Introduit accidentellement en Angleterre en 1978, il est repéré à Majorque en 1990, puis en France en 1997. En Côte-d’Or, il est surtout présent près des agglomérations.

Aujourd’hui, il est bien établi dans une grande partie de l’Europe du Sud et de l’Ouest : Espagne, Italie, France, Belgique, Allemagne, jusqu’à la Suisse. Le réchauffement climatique, en lui offrant des hivers plus doux, pourrait favoriser sa progression vers le nord.

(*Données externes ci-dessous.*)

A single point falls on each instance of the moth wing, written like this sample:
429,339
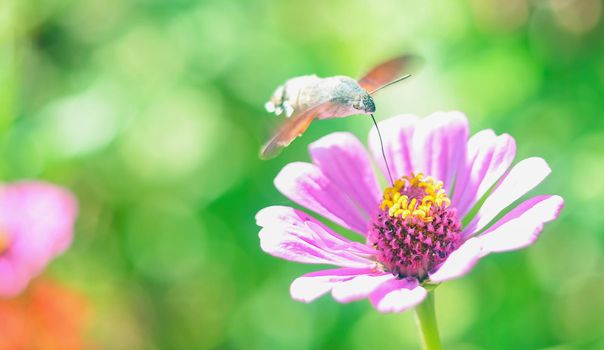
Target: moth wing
294,127
387,72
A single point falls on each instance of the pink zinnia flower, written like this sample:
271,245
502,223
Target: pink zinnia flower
413,232
36,224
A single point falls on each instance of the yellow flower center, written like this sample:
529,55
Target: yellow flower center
415,196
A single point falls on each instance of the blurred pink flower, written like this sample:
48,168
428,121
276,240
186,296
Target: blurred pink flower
36,224
413,230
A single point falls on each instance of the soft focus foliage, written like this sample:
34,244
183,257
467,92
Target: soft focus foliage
151,112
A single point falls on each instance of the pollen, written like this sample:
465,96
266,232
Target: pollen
403,198
415,228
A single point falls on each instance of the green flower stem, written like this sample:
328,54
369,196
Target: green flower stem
426,322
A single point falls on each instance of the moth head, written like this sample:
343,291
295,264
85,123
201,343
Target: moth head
364,103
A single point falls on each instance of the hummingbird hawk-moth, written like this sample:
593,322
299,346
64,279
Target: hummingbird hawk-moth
305,98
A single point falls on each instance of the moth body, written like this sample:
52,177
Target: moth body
304,92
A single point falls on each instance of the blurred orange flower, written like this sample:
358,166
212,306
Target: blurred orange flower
46,317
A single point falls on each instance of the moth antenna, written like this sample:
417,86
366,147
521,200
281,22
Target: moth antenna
382,146
390,83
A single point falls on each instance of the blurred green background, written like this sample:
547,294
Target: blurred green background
151,111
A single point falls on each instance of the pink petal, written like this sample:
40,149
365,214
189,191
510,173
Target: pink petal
523,177
359,287
308,186
38,219
343,159
460,261
439,145
397,295
521,227
293,235
340,281
397,133
488,157
434,145
518,229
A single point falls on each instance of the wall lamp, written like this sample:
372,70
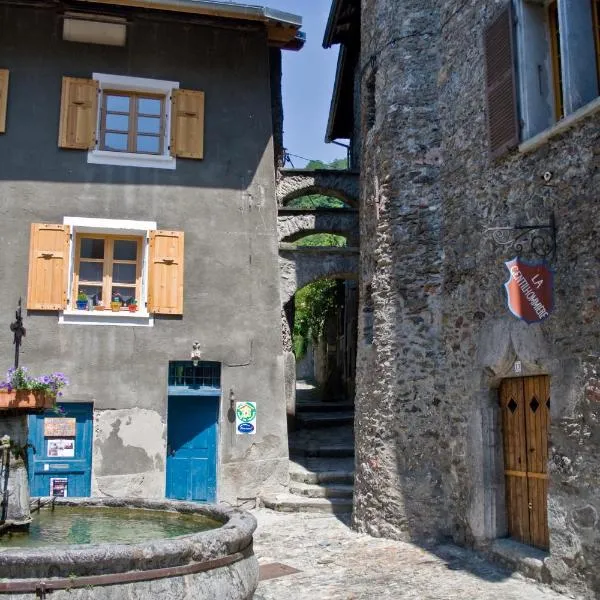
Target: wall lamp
94,29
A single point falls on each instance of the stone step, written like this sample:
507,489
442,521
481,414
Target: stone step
313,420
322,451
291,503
324,407
326,490
322,470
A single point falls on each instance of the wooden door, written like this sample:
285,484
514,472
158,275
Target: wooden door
525,406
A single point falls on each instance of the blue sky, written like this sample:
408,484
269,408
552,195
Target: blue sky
307,84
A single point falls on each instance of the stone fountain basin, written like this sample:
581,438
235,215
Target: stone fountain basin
212,565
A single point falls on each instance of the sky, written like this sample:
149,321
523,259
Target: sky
308,77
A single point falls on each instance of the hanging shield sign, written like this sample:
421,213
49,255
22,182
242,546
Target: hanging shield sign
530,290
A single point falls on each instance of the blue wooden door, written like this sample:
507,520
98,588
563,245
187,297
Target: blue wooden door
59,463
192,448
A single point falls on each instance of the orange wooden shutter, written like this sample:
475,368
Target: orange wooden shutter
78,113
187,124
502,115
3,98
48,267
165,286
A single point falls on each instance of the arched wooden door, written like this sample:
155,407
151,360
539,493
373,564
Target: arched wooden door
525,405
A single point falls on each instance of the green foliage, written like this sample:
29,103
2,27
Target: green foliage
322,239
314,303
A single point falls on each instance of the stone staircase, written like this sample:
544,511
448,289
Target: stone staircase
321,460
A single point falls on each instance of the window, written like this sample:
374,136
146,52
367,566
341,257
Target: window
107,268
556,59
542,66
131,122
596,17
105,259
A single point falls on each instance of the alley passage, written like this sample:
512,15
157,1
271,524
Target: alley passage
338,564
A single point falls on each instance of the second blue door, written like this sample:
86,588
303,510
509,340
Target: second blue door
192,448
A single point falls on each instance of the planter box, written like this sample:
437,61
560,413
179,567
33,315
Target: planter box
25,400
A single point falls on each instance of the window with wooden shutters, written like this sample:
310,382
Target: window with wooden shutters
78,113
502,116
187,124
48,267
3,98
165,273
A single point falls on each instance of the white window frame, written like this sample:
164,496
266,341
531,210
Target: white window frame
135,159
81,226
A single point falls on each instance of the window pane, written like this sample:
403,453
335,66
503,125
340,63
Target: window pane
92,248
149,144
115,141
149,124
125,250
124,273
93,292
90,271
126,294
149,106
118,122
117,103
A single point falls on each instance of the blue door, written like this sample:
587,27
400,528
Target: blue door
192,448
60,452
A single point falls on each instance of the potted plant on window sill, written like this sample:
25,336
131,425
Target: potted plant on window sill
82,301
115,304
21,391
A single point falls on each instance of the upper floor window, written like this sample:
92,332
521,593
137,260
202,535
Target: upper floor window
132,122
542,65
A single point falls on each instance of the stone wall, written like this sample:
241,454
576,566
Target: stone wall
429,462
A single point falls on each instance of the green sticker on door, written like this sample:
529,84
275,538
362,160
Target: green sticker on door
245,418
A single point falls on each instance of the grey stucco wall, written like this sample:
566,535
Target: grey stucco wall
225,204
428,440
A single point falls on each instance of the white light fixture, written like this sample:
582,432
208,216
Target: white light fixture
94,29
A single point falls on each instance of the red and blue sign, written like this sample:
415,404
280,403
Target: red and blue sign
530,290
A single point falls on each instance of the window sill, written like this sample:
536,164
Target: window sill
130,159
106,317
563,125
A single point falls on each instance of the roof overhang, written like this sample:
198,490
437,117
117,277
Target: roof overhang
283,28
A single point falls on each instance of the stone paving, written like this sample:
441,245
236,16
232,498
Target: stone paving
339,564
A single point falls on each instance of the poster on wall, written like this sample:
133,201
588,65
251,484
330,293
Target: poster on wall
245,418
530,290
61,448
59,487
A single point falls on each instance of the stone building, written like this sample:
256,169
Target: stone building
471,424
124,129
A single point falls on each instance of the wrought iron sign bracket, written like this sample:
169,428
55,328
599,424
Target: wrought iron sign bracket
539,240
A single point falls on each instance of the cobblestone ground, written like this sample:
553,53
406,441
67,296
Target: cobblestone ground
339,564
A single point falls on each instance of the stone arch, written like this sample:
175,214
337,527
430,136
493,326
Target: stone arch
295,183
294,224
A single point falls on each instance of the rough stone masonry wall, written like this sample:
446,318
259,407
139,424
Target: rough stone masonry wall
428,439
401,452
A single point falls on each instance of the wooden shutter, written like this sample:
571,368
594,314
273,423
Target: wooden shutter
165,273
502,114
3,98
48,267
78,113
187,124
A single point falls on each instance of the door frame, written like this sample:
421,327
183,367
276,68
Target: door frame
210,386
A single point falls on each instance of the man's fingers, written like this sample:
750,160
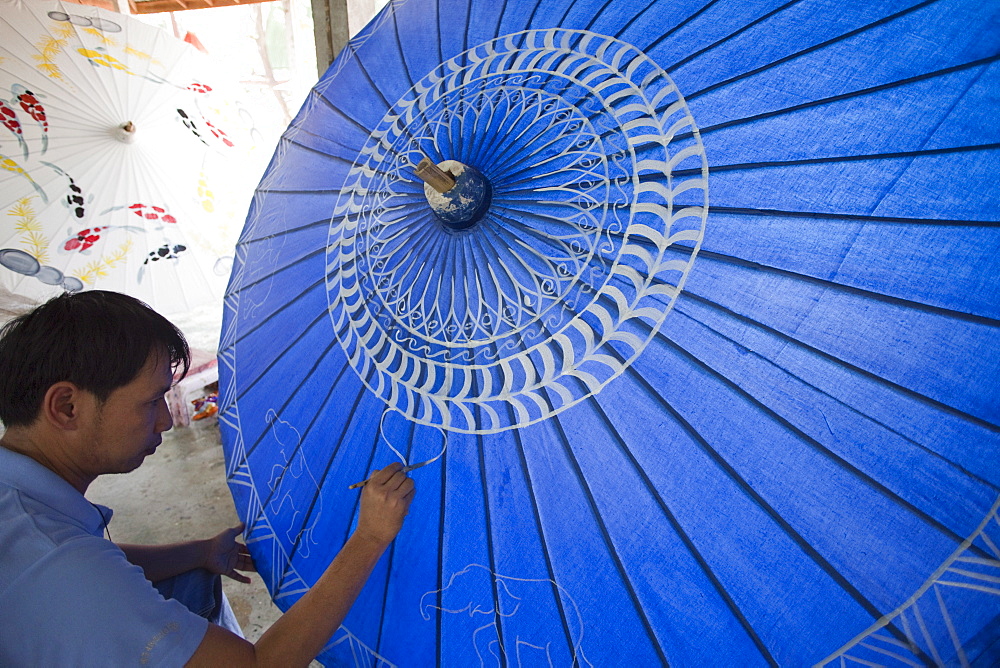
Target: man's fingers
383,476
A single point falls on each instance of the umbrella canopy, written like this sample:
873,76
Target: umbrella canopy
702,343
123,166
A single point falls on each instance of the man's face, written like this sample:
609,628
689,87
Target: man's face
126,428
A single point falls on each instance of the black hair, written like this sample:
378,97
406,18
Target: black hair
97,340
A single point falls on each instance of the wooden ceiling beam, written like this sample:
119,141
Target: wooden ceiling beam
159,6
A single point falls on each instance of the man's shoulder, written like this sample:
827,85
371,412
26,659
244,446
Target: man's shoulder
34,536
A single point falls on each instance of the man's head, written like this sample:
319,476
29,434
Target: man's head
99,341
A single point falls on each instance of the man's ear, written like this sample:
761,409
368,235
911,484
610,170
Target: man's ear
62,405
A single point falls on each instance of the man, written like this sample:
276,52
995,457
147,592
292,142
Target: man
82,384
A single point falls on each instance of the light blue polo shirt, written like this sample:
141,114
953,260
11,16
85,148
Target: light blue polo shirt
68,597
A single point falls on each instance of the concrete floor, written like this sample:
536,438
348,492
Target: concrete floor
178,494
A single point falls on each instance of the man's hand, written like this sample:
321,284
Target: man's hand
224,555
385,501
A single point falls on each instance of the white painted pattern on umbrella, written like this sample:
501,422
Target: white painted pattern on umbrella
523,323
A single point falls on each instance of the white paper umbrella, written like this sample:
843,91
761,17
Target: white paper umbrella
122,167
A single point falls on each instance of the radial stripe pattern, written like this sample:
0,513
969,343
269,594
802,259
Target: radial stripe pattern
711,380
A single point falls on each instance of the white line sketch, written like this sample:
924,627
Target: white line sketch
362,655
471,591
292,479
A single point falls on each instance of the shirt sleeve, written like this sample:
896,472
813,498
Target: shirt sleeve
85,604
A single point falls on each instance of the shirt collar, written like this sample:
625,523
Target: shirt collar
31,478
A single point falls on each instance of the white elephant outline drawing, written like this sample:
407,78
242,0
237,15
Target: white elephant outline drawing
292,467
486,639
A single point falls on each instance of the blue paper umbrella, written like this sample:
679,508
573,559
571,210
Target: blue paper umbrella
701,345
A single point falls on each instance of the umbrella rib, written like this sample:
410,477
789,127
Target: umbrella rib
757,21
815,47
951,410
264,277
813,443
681,533
824,215
402,58
541,536
487,519
319,152
285,231
762,503
598,13
844,96
340,112
670,32
265,501
876,296
248,386
442,515
937,405
284,306
651,488
817,446
835,159
391,557
606,536
787,339
326,472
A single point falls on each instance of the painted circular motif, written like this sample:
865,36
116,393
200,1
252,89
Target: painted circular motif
587,145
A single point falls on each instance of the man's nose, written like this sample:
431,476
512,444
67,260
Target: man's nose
164,421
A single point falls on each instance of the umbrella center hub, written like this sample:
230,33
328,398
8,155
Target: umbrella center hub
465,203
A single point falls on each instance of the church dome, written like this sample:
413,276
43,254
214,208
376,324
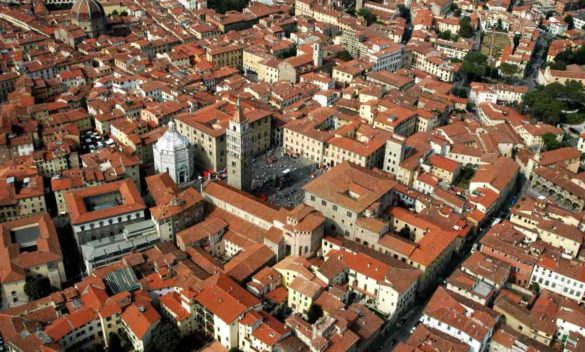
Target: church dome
171,140
87,10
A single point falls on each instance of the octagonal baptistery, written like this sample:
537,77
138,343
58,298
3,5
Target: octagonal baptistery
174,154
90,16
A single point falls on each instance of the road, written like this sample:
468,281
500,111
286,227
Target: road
396,334
280,178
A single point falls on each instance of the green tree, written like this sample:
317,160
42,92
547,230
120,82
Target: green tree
36,287
404,232
550,142
292,51
460,92
315,312
368,15
517,38
547,103
344,55
115,344
509,69
465,27
558,65
570,21
223,6
165,337
474,65
445,35
404,12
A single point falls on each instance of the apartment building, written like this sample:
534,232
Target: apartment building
29,249
466,321
260,331
562,276
175,210
22,192
219,306
102,211
567,188
389,285
302,293
206,130
347,193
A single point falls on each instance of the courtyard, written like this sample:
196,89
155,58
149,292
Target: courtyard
278,178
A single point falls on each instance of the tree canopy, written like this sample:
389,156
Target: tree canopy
315,312
465,28
165,337
474,65
404,232
344,55
551,143
404,12
36,287
223,6
570,21
569,57
368,15
547,103
445,35
509,69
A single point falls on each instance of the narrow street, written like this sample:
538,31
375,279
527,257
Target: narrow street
400,333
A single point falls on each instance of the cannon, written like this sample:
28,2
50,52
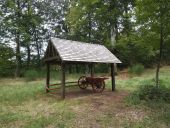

Quels moyens de lutte contre le papillon brun du pélagornium

Protéger vos géraniums demande une certaine vigilance, mais des gestes simples peuvent suffire à limiter l’impact de ce ravageur :

  • Renouvelez régulièrement vos potées de pélargoniums : les jeunes plants sains sont moins susceptibles d’héberger des larves.
  • Inspectez vos plantes à la fin de l’hiver ou en début de saison : éliminez les individus affaiblis ou suspectés d’être infestés.
  • Soyez prudent lors de l’achat de nouvelles plantes : des œufs ou chenilles peuvent voyager incognito.
  • En cas de doute, consultez votre FREDON ou un professionnel pour un diagnostic fiable.
  • Si vous avez recours à des traitements, privilégiez les produits d’origine biologique, compatibles avec une démarche de jardinage respectueuse de l’environnement.